Back in the West End for the first time in eight years, Kathleen Turner reminds us what a genuinely compelling stage star she is in this nimble, rewarding, new art-world comedy about faith, fakes and first impressions... McDiarmid is a treat. Enthusing about Pollock's 'lariats of colour', he renders the painter's style in action, his body swirling around as if wielded by Pollock's own hand... Yes, at this short length it's impressionistic, finally offering more questions than answers about taste, expertise and artistry. No matter: this pithy, beautifully performed play put a smile on my face and kept my brain buzzing for a good while afterwards.
… Turner's trademark huskiness here becomes something more like a rasping baritone. Maude is scarred by decades of boozy self-neglect, as well as family tragedy and failure, and Turner captures her uncompromising toughness. McDiarmid does a fine job of ensuring Lionel is a memorably monstrous snob, with a hint of vulnerability. Polly Teale's production makes the clash of personalities and cultures feel vivid, but Sachs's concern with authenticity (both human and artistic) means he is trying to mine the same territory as Yasmina Reza's wildly successful Art, without really digging that far into either aesthetic questions or psychological ones. For much of the play's 75 minutes the two characters merely seem to be restating their positions with increasing vigour. There are flashes of humour, but despite the strong performances Bakersfield Mist feels very slight.
The confrontation of Maude's downright earthiness with Lionel's patrician snootiness, reinforced in this version by his British background, is initially amusing. But I found it hard to credit that, within half an hour of his arrival, the buttoned-up Lionel would break down to reveal his inner demons to the extent of simulating his vision of Pollock ejaculating paint onto the canvas ... Although the play is clearly an attack on the instant judgments we make on paintings or people, it strikes me as, in its own way, faintly patronising … The play is clearly on the side of Maude, who is driven more by passion than money, but it is sentimental to argue that she is more "real" because she is working class. Much as I admired the acting, Sachs' play, especially when compared with Bennett's multi-layered exploration of art and identity, strikes me as a load of Pollocks.

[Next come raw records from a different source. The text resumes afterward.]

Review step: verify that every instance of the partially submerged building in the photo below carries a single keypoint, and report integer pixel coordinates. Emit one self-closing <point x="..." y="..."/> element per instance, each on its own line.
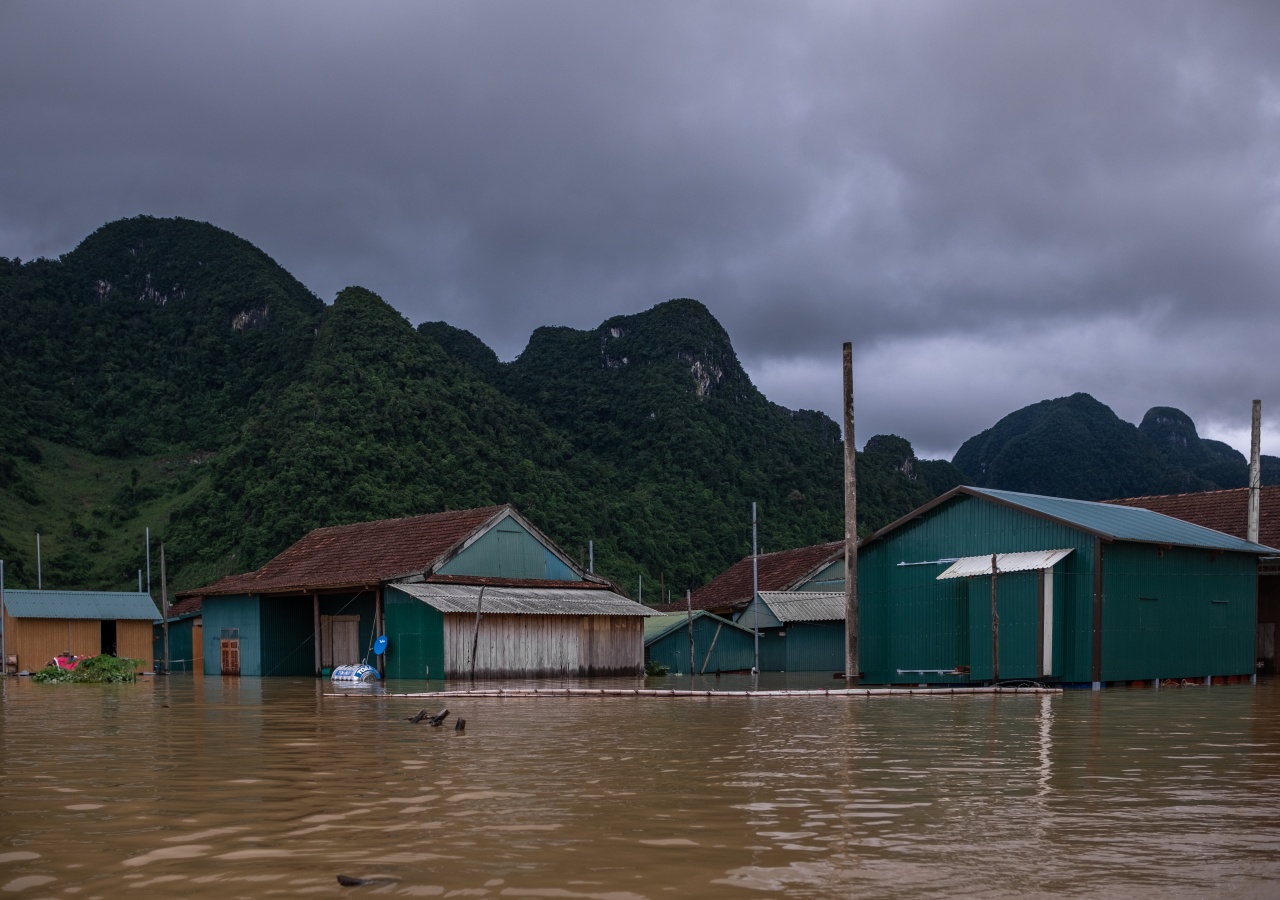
<point x="323" y="602"/>
<point x="718" y="645"/>
<point x="800" y="630"/>
<point x="992" y="585"/>
<point x="41" y="624"/>
<point x="186" y="636"/>
<point x="1228" y="511"/>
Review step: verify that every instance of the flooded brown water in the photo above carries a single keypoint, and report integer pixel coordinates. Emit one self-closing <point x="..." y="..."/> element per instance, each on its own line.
<point x="210" y="787"/>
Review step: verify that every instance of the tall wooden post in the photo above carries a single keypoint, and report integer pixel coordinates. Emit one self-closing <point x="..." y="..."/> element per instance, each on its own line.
<point x="851" y="671"/>
<point x="1255" y="470"/>
<point x="164" y="608"/>
<point x="995" y="624"/>
<point x="689" y="606"/>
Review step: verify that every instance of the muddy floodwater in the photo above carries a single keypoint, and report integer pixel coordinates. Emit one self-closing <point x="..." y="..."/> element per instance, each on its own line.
<point x="211" y="787"/>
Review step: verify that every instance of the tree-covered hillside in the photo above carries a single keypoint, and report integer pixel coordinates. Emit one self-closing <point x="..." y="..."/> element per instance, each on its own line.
<point x="167" y="374"/>
<point x="1078" y="447"/>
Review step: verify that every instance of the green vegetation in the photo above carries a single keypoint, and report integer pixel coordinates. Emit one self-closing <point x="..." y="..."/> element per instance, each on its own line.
<point x="1078" y="447"/>
<point x="92" y="671"/>
<point x="167" y="374"/>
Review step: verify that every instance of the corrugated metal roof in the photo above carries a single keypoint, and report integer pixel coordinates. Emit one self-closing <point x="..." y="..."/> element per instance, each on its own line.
<point x="80" y="604"/>
<point x="525" y="601"/>
<point x="1226" y="511"/>
<point x="1123" y="522"/>
<point x="805" y="606"/>
<point x="658" y="626"/>
<point x="1005" y="562"/>
<point x="361" y="553"/>
<point x="781" y="570"/>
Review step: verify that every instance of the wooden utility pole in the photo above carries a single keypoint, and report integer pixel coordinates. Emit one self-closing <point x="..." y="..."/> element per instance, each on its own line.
<point x="851" y="671"/>
<point x="689" y="604"/>
<point x="1255" y="471"/>
<point x="995" y="624"/>
<point x="475" y="635"/>
<point x="164" y="608"/>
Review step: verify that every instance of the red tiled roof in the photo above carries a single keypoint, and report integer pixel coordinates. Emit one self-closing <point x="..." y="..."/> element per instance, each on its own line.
<point x="184" y="607"/>
<point x="357" y="554"/>
<point x="1226" y="511"/>
<point x="777" y="571"/>
<point x="593" y="583"/>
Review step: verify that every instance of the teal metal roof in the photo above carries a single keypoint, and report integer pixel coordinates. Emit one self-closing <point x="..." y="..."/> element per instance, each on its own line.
<point x="80" y="604"/>
<point x="656" y="627"/>
<point x="1123" y="522"/>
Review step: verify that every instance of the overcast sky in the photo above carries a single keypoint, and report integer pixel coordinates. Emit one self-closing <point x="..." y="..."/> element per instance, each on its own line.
<point x="999" y="202"/>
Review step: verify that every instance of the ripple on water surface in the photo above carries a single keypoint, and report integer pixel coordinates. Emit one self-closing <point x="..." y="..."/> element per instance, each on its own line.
<point x="268" y="787"/>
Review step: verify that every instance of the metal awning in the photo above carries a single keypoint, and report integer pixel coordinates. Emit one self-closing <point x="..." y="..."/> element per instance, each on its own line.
<point x="1029" y="561"/>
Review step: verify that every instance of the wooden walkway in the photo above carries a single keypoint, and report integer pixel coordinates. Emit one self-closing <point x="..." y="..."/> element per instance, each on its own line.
<point x="524" y="693"/>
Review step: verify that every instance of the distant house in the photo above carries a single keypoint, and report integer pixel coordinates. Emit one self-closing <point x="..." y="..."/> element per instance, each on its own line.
<point x="801" y="606"/>
<point x="1082" y="593"/>
<point x="818" y="567"/>
<point x="1228" y="511"/>
<point x="718" y="644"/>
<point x="186" y="638"/>
<point x="41" y="624"/>
<point x="419" y="580"/>
<point x="800" y="630"/>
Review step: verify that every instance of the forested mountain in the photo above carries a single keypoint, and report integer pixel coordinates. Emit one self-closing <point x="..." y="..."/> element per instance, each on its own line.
<point x="168" y="374"/>
<point x="1078" y="447"/>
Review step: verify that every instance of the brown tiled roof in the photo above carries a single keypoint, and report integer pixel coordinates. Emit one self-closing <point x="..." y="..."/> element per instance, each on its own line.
<point x="1226" y="511"/>
<point x="184" y="607"/>
<point x="357" y="554"/>
<point x="777" y="571"/>
<point x="593" y="583"/>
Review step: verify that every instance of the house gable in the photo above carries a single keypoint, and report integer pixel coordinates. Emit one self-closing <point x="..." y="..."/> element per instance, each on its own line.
<point x="510" y="549"/>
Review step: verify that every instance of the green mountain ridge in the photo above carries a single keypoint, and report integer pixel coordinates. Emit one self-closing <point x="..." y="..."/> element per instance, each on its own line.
<point x="168" y="374"/>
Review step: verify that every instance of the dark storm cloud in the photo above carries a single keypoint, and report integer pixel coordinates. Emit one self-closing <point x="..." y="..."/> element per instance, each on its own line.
<point x="997" y="201"/>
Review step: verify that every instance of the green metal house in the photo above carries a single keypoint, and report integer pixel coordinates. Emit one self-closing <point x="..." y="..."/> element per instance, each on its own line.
<point x="990" y="585"/>
<point x="720" y="645"/>
<point x="323" y="602"/>
<point x="186" y="649"/>
<point x="800" y="630"/>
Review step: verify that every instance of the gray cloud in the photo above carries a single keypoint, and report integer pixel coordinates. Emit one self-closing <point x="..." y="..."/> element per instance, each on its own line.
<point x="997" y="201"/>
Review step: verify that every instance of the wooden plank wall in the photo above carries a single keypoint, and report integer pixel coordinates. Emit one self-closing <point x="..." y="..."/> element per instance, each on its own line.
<point x="37" y="640"/>
<point x="136" y="639"/>
<point x="544" y="645"/>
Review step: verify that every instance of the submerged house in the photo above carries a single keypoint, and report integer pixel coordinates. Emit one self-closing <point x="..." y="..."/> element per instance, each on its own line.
<point x="799" y="611"/>
<point x="186" y="638"/>
<point x="1228" y="511"/>
<point x="41" y="624"/>
<point x="991" y="585"/>
<point x="801" y="630"/>
<point x="718" y="645"/>
<point x="425" y="583"/>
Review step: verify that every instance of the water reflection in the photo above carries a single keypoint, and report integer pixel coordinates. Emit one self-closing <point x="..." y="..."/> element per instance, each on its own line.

We never actually see the canvas under Lionel's beady-eyed scrutiny, which strikes me as a shame, but the sight of him examining it and delivering his verdict is wonderfully funny. The play is also touching … McDiarmid brings a delicious sense of irony and preening self-regard to the role of the man from the art foundation, while suggesting a growing respect for the woman who has brought him to her home. And Turner gives a wonderfully wired and compelling performance as Maude, her voice a raucous rasp of Jack Daniel's and Camel cigarettes, but with an underlying sense of pain and vulnerability. In the final analysis Bakersfield Mist, neatly directed by Polly Teale and cleverly designed by Tom Piper, is too slight, and a touch too pleased with itself, to be fully satisfying. But, unlike the dubious picture at the play's heart, the performances are definitely the genuine article.
Kathleen Turner returns to the London stage as a character based on the real-life Teri Horton, an uneducated former truck driver who bought a splatter painting as a joke-present for three bucks from a junk shop only to discover that she might be sitting on a priceless Jackson Pollock... The ballsy outsider versus the snobby closed world of connoisseurship; so far, so clichéd. The trouble is that, as the unbroken 90-minute piece gradually reveals that Maude has a lot more emotionally invested in her tireless crusade for validation than the prospect of millions, it continues to trade in contrived and hackneyed devices … the odd couple double-act is conveyed with expert comic gusto by Turner and McDiarmid. But in its musings on different types of authenticity and value, the play is too compressed, glib and reliant on facile twists to be deemed the genuine article.